Dating back to 1922, it’s named after the nursery in New Jersey that found it, not the elite school. It was only later that experts realized it wasn’t getting sick, so it was one of those lucky breaks that just comes along in life. Since it can grow 5 feet a year when young, it won’t be long before you have a decent specimen – so what are you waiting for?
Thunderhead Japanese Pine – (Pinus thunbergii ‘Thunderhead’)
Nothing can give an Asian-garden look to your garden with more speed and style than a pine tree. It takes a big garden to grow one, though, which is why my final pick of new plants for your garden is the fabulous Thunderhead Japanese Pine.
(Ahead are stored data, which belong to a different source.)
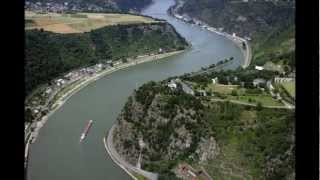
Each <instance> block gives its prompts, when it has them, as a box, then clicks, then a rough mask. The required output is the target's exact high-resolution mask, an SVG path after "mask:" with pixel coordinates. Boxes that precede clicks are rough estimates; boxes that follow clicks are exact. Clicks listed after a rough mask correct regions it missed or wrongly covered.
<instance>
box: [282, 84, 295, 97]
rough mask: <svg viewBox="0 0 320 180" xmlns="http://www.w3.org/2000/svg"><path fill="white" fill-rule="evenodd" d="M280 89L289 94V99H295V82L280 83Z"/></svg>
mask: <svg viewBox="0 0 320 180" xmlns="http://www.w3.org/2000/svg"><path fill="white" fill-rule="evenodd" d="M281 85H282V87H283V88H284V89H285V90H286V91H287V92H288V93H289V94H290V96H291V97H293V98H295V97H296V84H295V82H284V83H281Z"/></svg>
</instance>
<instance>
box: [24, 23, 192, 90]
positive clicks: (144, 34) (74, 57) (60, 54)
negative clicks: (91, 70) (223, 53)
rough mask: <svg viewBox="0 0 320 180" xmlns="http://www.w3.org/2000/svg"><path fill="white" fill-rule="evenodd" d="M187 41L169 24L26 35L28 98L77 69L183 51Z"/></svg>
mask: <svg viewBox="0 0 320 180" xmlns="http://www.w3.org/2000/svg"><path fill="white" fill-rule="evenodd" d="M186 46H187V43H186V41H185V39H184V38H182V37H181V36H180V35H179V34H177V33H176V31H175V29H174V28H173V27H172V26H171V25H169V24H168V23H152V24H133V25H116V26H108V27H104V28H100V29H96V30H92V31H91V32H88V33H74V34H57V33H52V32H46V31H42V30H27V31H26V32H25V85H26V89H25V90H26V91H25V92H26V95H28V94H29V93H30V92H31V91H32V90H34V89H35V88H36V87H38V86H39V85H41V84H44V83H49V82H50V80H52V79H54V78H56V77H57V76H59V75H61V74H63V73H65V72H67V71H70V70H72V69H75V68H79V67H85V66H89V65H93V64H96V63H99V62H102V63H103V62H106V61H107V60H126V58H127V57H134V56H138V55H144V54H149V53H158V51H159V49H160V48H162V49H163V50H164V51H174V50H182V49H184V48H185V47H186Z"/></svg>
A dwarf form of the Japanese pine, but not so dwarf that it won’t become 5 feet tall and in time approach 10 feet – much more manageable than the typical 30 to 50 feet of most pines. It has at least an equal spread, with the lower branches sprawling out across the ground.
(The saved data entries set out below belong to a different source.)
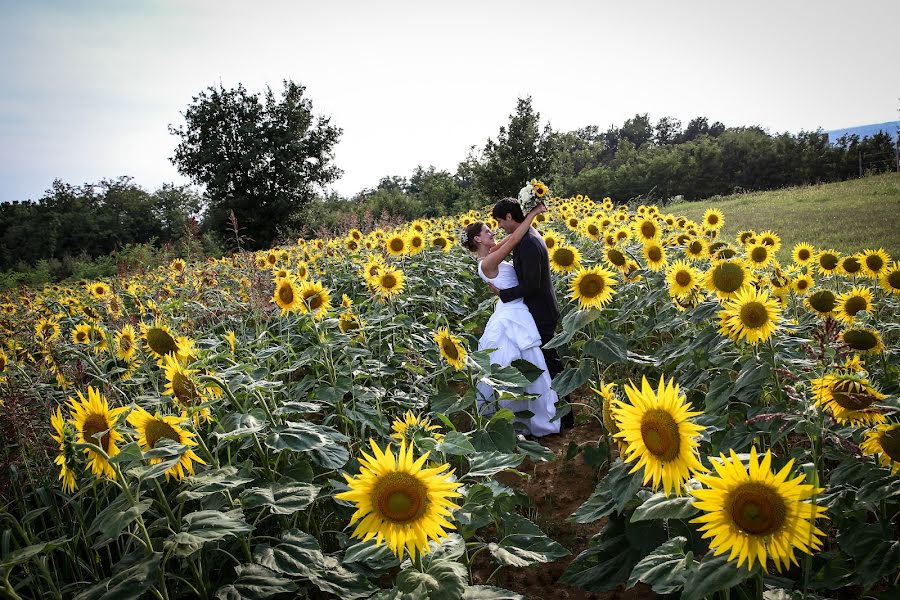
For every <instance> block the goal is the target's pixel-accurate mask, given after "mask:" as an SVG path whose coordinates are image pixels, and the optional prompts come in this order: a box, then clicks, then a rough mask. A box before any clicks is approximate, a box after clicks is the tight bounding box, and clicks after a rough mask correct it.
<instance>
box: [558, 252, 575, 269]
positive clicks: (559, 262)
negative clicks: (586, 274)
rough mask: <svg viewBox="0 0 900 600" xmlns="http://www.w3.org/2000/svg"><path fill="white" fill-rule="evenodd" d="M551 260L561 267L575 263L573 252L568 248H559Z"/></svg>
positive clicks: (566, 265) (574, 253)
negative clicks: (554, 260)
mask: <svg viewBox="0 0 900 600" xmlns="http://www.w3.org/2000/svg"><path fill="white" fill-rule="evenodd" d="M553 260H555V261H556V263H557V264H559V265H561V266H563V267H570V266H572V264H574V263H575V253H574V252H572V251H571V250H570V249H568V248H560V249H558V250H557V251H556V252H555V253H554V254H553Z"/></svg>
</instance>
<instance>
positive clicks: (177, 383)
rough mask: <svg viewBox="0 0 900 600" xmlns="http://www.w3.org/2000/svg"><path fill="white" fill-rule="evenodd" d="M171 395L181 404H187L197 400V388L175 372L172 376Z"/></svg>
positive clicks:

Full of character and charm, the branches are thickly-clad in long, stiff needles, and in spring the silvery ‘candles’ of new growth are fabulous. Planted on a slope or bank; trimmed up into a giant bonsai style; nestled in the angle between two walls; lots of opportunities to place this great specimen as a focal point in all kinds of gardens, but especially if your approach leans towards Japanese and Asian.